When describing the batch size, are you referring to the train_generator batch size or validation_generator batch size? And wait, you said that when you re-ran it, the validation accuracy is low? Isn’t that a problem because the validation accuracy also must be over 80%, or am I misunderstanding the assignment?
I have used dropout in different configurations of my model, but none have been able to achieve a training and validation accuracy over 80%.
So after downloading the notebook, I would also need to install jupyter locally, correct? Or can I download and run the notebook without installing jupyter locally?
I’m referring to setting the train batch size to 32. Validation accuracy must be over 80% as well. I was highlighting the detail that there is a relationship between learning rate and batch size. If you don’t reach a training accuracy of 80%, odds are slim that you’ll reach validation accuracy of 80%.
Please revise the materials in deep learning specialization on tuning the learning rate. If you haven’t taken the courses there, I recommend you take them before moving forward.
Do install jupyter locally to run the notebook on your desktop.
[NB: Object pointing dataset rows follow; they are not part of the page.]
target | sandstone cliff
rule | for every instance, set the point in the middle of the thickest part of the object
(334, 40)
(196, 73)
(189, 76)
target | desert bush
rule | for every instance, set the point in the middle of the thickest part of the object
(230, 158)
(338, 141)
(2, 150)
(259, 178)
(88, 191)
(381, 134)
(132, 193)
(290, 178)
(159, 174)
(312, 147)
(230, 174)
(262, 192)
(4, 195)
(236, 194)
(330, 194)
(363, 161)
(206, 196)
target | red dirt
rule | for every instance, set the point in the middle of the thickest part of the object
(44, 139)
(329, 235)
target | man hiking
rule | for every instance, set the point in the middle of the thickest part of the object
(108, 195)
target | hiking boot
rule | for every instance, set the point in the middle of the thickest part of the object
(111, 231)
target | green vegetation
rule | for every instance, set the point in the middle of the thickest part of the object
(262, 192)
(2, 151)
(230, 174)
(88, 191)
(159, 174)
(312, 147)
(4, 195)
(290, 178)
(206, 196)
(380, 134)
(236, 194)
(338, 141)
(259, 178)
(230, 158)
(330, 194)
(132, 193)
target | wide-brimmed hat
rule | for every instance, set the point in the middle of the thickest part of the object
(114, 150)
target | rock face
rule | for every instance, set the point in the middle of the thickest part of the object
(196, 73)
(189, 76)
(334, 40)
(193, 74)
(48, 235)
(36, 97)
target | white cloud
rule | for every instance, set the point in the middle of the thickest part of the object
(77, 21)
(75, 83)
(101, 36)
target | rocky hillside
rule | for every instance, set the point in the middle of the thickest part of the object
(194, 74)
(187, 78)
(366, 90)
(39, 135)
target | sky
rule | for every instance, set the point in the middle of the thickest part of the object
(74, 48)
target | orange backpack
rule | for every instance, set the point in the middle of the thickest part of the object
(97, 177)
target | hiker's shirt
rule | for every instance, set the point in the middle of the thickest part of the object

See https://jupyter.org/
I have not had any issue getting the training accuracy above 80%, the issue is getting the validation accuracy above 80%. So are you saying I should tune the learning rate for the Adam optimizer, or for RMSprop?
I just reran the model I sent you (after having adjusted the learning rate) and unfortunately, while the training accuracy was 0.8260, the validation accuracy was 0.5344. As I previously mentioned, I already tried using dropout (among other things) to try and improve the model performance. What else should I try in order to get the validation accuracy above 80%?
hmm alright, i will try a few different model architectures with a batch size of 32 for both training and validation. Also, it is common convention to start with 32 layers in the first convolutional layer, correct?
I completed the first course (Neural Networks and Deep Learning) as well as part of the second course (Improving Deep Neural Networks: Hyperparameter Tuning, Regularization, and Optimization). I skipped ahead to this course because I studied data science at UC Berkeley, and found the content of the second course in the deep learning specialization to be repetitive compared to what I learned at Cal. I have found this course (Convolutional Neural Networks in TensorFlow) to be a very nice application of the more theoretical perspective I learned in college.
I’m learning about learning rate decay in C2W2 of deep learning specialization, and I think using the decay may also help increasing the accuracy. Large values of learning rates near the minimum causes the cost function to circle around the minimum. The decay move the cost much closer to the minimum. (Check out the programming assignment of that week for more info.)